师父说,怪吧,女人让男人看一看,身上会缺几钱几两肉吧,一钱一厘也不会损失,偷看三十几个女人漶浴,问题严重,但是最严重的,是破坏了公共财产,公家的顶棚,这种低级男人,就因为看得太迟,缺少教育,我是受过教育的人,根本不费这种心思,脑子里,我全部晓得,有啥看头呢。
大家吃闷酒。
师父说,旧社会,我九岁学生意,十岁拜师父学拳头,十四岁有一日,师父叫来洋金车间所有小弟兄,像今朝一样,先练拳,然后吃老酒。
我的师父问了,啥人见过女人赤膊。
大家不响,这真叫老实。
我师父讲,从今朝起,大家就要做男人了,这个世道社会,做男人难,最容易上当受骗,因此早一点明白,以后就不做十三点,面孔上的赤豆,就是骚粒子,生发得少一点。

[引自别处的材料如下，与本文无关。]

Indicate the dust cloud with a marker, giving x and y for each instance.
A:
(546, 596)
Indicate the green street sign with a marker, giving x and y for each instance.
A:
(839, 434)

我师父当时,已经请来一个堂子里的女人,坐进隔壁房间腰子形大脚盆,一本正经漶浴。
我师父叫到徒弟的名字,徒弟就进去看,每个人看一刻钟,其他人,外面吃酒。
当时大家不响。
我师父讲,做人要实在,我最看不起摆膘劲,装斯文,假正经的闷骚货,现在听好了,一个一个进去看,等于开女人展览会,啥叫女人,啥叫漶浴,免得以后,东看西看偷看,心惊肉跳,面孔变色,上了女人的当,坏事做尽。
当时大家紧张了。
我师父对我讲,鸿寿,现在先进去看。
我不肯,我师父一掌劈过来,我就逃进去,看见一个女人,摊手摊脚,坐进腰子形大脚盆,浑身粉嫩,雪雪白。
金妹说,不要讲了,可以了。
师父说,女人看看我,笑了笑讲,弟弟。
我讲,啊。
女人讲,过来,过来呀,来看姐姐汰脚。
金妹讲,要死了,旧社会真下作。
师父说,这有啥。
金妹说,师父的师父,一定是黄金荣的流氓徒弟了。
师父说,瞎讲有啥意思呢,我师父以前,讲起来是青帮,照样参加工人起义,真正三代无产阶级,可惜呀,不到解放,就死了。
金妹说,真是不懂了,为啥要教坏小囡。
师父说,我是上卫生课,懂了吧,女人啥样子,老师会管吧,有教授教吧,我做师父的,就应该教,我有责任。
此刻,酒菜吃了大半。
小隆兴说,刚刚讲到,有人欺负小毛的朋友。
小毛说,是的,我一个朋友,房间里的钢琴,让别人搬走了。
师父说,有钢琴的人家,多数资产阶级,这可以随便搬。
小毛说,开始我以为,是杨浦区一个叫马头的搬的,结果马头死不认账,我就跟建国等等几个朋友,到大杨浦高郎桥,寻到马头,想不到讲了几句,就准备打了,马头人多,蛮防我的。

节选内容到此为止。